Ainsi, l’alcool et les drogues (y compris le cannabis, les drogues illégales et les
médicaments sur ordonnance…) peuvent être dangereux, surtout pour le
cerveau en développement d’un adolescent. «Parlez avec votre adolescent
des drogues et de l’alcool régulièrement avant qu’il y ait un besoin urgent»,
conseille l’expert. Cela est d’autant important que l’ado peut avoir besoin
d’informations pour faire des choix éclairés dans sa vie.

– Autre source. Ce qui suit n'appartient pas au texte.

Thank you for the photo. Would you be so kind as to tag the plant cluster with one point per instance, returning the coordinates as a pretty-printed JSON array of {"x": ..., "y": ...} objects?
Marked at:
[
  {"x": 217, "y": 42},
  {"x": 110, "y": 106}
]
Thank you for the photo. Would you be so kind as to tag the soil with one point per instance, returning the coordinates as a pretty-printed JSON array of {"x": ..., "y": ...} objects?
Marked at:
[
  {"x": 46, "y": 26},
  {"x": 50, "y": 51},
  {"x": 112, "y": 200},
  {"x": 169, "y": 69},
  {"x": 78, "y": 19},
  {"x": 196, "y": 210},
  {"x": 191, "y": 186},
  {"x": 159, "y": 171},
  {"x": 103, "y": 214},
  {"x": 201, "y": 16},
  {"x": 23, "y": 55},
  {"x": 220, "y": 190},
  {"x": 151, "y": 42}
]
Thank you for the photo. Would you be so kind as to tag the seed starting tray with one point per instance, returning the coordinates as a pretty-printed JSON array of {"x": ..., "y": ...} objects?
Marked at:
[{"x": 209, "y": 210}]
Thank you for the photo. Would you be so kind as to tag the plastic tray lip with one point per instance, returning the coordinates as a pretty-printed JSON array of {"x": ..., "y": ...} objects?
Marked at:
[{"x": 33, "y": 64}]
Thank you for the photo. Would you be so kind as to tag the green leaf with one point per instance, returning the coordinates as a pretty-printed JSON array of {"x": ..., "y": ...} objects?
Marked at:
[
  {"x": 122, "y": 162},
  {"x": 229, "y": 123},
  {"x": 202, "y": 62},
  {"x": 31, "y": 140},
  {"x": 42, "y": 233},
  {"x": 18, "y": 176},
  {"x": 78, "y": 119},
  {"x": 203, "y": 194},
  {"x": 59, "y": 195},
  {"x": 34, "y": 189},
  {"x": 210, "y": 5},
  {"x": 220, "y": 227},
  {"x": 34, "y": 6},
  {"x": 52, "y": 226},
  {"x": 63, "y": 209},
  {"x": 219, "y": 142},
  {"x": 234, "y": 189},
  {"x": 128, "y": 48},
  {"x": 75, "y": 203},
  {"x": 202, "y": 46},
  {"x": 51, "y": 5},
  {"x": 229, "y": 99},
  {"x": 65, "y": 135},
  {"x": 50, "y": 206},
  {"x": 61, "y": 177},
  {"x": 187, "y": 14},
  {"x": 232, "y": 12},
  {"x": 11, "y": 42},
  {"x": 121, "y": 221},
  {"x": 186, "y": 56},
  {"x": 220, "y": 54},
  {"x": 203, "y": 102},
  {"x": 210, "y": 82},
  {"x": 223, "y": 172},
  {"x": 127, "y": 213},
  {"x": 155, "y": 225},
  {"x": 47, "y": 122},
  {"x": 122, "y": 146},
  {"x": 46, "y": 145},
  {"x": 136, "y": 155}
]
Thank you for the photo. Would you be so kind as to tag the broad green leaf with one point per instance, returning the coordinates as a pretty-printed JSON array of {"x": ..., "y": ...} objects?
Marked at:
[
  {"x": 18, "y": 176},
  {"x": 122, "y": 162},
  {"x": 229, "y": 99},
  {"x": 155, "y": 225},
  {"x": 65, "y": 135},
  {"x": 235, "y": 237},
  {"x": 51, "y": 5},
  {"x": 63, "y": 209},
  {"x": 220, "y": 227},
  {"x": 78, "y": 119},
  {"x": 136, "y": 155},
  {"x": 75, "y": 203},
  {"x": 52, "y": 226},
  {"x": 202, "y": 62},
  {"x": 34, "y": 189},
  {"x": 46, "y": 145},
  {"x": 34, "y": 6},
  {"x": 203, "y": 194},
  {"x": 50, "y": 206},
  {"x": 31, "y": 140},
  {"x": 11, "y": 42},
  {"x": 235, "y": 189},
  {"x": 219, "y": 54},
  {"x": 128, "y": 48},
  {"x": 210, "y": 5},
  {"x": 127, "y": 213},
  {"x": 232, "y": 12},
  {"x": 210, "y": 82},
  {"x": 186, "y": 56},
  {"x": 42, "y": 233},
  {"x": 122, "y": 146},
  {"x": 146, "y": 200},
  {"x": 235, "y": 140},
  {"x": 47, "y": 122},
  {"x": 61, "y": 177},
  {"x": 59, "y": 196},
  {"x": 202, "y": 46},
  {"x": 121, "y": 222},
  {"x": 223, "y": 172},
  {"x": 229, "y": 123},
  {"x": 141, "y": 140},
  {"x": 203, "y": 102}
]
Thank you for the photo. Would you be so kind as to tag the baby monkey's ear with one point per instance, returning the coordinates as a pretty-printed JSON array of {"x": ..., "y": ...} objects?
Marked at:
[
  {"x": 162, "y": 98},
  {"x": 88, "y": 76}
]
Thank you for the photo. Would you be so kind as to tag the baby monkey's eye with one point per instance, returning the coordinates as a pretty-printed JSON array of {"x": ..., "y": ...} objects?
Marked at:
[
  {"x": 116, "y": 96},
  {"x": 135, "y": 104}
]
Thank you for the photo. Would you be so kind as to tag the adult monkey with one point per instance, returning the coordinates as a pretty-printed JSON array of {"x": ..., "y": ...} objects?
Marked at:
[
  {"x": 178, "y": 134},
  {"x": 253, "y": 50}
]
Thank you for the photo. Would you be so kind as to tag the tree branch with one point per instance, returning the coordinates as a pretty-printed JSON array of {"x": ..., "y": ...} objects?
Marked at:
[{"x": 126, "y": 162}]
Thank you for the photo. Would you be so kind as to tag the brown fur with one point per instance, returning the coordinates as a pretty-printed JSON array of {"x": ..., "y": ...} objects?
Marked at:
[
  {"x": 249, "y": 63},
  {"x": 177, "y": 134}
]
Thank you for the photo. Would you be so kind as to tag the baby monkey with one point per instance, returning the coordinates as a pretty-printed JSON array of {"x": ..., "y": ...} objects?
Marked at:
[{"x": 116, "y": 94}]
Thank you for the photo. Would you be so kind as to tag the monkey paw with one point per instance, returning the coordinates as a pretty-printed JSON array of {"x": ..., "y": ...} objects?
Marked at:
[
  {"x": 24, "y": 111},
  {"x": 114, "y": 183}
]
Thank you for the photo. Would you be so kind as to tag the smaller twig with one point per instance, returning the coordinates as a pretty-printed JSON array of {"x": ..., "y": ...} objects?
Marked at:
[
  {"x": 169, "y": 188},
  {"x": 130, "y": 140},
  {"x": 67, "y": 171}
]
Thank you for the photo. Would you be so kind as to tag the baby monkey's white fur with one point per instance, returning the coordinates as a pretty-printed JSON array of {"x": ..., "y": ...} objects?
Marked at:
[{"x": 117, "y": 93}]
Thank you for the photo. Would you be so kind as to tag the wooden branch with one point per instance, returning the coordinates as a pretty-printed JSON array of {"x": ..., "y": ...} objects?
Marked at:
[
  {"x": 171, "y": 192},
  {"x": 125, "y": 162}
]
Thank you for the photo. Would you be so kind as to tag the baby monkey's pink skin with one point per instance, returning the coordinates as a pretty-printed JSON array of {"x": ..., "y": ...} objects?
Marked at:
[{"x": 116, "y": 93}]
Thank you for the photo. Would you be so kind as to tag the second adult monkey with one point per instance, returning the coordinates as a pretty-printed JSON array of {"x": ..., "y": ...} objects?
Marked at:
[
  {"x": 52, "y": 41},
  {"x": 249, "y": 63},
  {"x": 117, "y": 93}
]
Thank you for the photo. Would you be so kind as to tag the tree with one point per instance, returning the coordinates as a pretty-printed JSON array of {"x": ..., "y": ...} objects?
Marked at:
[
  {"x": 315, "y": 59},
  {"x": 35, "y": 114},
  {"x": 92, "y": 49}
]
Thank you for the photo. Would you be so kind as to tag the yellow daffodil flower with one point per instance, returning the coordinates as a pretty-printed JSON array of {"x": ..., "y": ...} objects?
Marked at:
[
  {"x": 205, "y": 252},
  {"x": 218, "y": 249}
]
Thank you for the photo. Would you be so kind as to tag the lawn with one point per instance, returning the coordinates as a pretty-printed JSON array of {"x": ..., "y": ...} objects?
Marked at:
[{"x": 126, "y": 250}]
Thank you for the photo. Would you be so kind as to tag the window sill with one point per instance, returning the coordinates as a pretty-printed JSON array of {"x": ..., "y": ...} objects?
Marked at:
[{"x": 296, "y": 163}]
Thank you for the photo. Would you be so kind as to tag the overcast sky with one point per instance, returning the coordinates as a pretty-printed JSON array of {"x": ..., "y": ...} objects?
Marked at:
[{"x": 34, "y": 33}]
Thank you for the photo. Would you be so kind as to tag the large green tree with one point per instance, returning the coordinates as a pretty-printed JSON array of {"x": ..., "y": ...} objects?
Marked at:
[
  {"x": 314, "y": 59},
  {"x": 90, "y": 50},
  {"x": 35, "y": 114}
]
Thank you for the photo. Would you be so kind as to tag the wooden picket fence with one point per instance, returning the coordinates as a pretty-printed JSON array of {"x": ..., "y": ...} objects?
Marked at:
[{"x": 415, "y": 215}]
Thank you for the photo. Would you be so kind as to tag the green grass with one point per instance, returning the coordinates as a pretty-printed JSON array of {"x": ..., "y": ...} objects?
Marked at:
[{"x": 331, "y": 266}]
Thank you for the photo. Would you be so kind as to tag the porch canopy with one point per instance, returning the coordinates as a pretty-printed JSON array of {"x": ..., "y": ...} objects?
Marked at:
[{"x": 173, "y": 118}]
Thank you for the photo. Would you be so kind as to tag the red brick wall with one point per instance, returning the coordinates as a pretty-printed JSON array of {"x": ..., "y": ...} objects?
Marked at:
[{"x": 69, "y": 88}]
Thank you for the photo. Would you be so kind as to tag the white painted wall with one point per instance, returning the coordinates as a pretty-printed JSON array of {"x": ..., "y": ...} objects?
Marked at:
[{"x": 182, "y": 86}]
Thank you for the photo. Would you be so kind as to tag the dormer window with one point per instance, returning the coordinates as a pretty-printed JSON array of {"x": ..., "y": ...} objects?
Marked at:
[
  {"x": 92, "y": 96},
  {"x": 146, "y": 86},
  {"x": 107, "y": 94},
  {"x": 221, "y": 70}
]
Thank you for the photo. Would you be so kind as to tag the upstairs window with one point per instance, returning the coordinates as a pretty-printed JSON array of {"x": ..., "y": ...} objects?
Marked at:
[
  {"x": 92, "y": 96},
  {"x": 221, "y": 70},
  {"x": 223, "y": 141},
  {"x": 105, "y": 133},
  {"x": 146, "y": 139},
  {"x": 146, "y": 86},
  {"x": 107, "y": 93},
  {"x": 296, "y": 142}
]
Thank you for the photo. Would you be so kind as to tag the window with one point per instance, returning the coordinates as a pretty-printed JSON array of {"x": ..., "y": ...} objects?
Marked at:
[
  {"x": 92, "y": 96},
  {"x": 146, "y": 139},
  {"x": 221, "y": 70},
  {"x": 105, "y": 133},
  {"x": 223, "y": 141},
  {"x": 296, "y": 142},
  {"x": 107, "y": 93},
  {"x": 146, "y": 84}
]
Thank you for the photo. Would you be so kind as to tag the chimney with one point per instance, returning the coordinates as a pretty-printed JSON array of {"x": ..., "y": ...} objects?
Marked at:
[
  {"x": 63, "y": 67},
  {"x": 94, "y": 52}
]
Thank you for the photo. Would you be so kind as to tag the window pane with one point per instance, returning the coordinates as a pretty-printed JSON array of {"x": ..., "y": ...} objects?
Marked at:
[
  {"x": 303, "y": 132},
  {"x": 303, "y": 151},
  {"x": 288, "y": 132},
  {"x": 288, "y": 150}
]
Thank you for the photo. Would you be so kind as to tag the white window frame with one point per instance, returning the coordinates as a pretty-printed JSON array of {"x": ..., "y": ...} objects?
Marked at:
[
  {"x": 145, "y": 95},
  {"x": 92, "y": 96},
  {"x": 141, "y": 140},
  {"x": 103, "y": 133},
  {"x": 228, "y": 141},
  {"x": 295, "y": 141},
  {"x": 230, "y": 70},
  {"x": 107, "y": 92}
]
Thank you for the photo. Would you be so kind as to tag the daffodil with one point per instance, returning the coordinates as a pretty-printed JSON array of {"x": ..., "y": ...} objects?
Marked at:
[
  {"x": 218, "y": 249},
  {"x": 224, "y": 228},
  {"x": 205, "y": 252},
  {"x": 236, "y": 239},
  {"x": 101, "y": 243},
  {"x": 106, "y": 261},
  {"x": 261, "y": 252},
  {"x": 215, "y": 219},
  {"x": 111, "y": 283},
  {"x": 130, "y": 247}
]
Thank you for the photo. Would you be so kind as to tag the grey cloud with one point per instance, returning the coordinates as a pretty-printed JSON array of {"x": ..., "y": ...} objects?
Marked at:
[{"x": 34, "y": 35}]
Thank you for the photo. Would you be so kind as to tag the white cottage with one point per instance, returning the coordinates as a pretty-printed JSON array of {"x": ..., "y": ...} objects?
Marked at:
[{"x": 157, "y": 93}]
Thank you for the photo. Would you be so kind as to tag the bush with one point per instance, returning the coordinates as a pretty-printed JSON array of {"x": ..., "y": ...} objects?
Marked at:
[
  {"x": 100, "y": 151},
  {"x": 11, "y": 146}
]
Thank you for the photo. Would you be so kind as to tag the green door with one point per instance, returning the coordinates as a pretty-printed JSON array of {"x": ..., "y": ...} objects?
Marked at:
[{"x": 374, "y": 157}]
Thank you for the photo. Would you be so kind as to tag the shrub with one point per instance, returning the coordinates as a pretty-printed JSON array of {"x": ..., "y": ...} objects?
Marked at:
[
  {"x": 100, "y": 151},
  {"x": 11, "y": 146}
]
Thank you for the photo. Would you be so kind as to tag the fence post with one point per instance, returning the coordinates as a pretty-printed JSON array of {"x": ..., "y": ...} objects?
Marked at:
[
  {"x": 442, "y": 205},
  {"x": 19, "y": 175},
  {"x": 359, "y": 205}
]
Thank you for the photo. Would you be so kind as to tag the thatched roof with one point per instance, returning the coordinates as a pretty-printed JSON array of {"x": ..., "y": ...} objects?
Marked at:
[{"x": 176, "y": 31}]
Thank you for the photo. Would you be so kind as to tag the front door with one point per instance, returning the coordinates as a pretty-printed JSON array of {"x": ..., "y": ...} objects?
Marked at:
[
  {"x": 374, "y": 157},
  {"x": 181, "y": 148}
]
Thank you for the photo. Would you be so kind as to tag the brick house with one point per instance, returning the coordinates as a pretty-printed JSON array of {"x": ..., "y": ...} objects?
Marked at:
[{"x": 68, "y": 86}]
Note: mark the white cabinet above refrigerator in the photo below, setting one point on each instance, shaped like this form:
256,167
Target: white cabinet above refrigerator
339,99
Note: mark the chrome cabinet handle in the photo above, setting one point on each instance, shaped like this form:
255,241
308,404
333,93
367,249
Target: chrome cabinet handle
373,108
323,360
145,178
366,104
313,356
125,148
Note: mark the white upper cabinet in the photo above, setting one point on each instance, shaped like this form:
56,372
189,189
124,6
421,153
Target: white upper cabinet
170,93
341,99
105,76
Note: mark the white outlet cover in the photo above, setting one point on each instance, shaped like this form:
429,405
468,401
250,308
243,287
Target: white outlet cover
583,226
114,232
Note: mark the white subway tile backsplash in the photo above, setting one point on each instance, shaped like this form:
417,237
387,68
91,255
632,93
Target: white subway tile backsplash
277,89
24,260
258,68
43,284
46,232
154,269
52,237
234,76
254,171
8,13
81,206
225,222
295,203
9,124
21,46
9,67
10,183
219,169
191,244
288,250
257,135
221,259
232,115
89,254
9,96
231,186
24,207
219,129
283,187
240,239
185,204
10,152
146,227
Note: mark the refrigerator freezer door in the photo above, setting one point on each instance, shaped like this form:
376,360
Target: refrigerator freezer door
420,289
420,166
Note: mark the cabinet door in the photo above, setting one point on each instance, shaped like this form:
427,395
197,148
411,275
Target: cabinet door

Il peut ainsi entendre
des informations erronées de la part de ses amis, des médias ou d’autres
sources qui lui font penser que «tout le monde consomme des drogues ou de
l’alcool». Ce qui n’est pas vrai…
Nous savons aussi que de nombreux adolescents consomment des drogues
ou de l’alcool pour essayer de s’intégrer aux autres. Certains d’entre eux sont
curieux et recherchent souvent de nouvelles expériences, notamment celles
qui semblent risquées ou excitantes. D’autres pensent que les drogues ou
l’alcool peuvent améliorer leur concentration, leur apparence physique ou leur
forme ou d’autres aspects de leur vie. «Des filles m’ont dit que le vin améliore
le teint de la peau», nous a raconté notre sociologue. Les drogues et l’alcool
sont attrayants aux yeux de cette couche parce qu’ils peuvent produire des
sentiments comme l’euphorie, le plaisir ou la relaxation.
Comment prévenir la consommation de la drogue chez nos enfants ?
Pour de nombreux spécialistes, l’adolescent ou le jeune qui commence par
consommer de la drogue est souvent dans le déni et aussi souvent sur la
défensive. Il développe des comportements de cleptomanie et de
mythomanie ; il devient très exigeant, car il se définit comme quelqu’un qui n’a
que des droits et pas de devoirs. L’amaigrissement dû à la malnutrition, une
chute rapide des résultats scolaires, la nervosité (bagarreur) dans son
environnement, le manque de soin dans son style vestimentaire… sont aussi
des signes distinctifs qui doit pousser les parents ou des proches à ouvrir les
yeux sur l’ado ou le jeune qui, en ce moment, porte généralement sur lui des
objets comme un briquet, des feuilles…
Les experts militent pour la mise en place d’un système qui permet d’informer
la jeunesse, la création de centres de prise en charge qu’il faut ensuite doter
de moyens, la formation du personnel à mettre à la disposition de ces
centres… Les parents ont aussi un rôle important à jouer dans cette
prévention. En effet, comme disait un expert ivoirien, «les parents doivent être
très présents dans la vie de leurs enfants». Pour mieux les aider à ne pas
sombrer dans l’enfer de la drogue, il faut surtout éviter de les «culpabiliser»,
de les «stigmatiser». Au contraire, il faut «les écouter» et surtout être «les
premiers à leur parler de la drogue».
Pour éviter le piège de la drogue à l’adolescence, il faut peser sur l’entourage
et le milieu de vie, être conscient de l’importance de l’encadrement, surveillez
les fréquentations de l’enfant, instaurer un climat de confiance, être toujours à
son écoute et l’encourager à développer ses passions.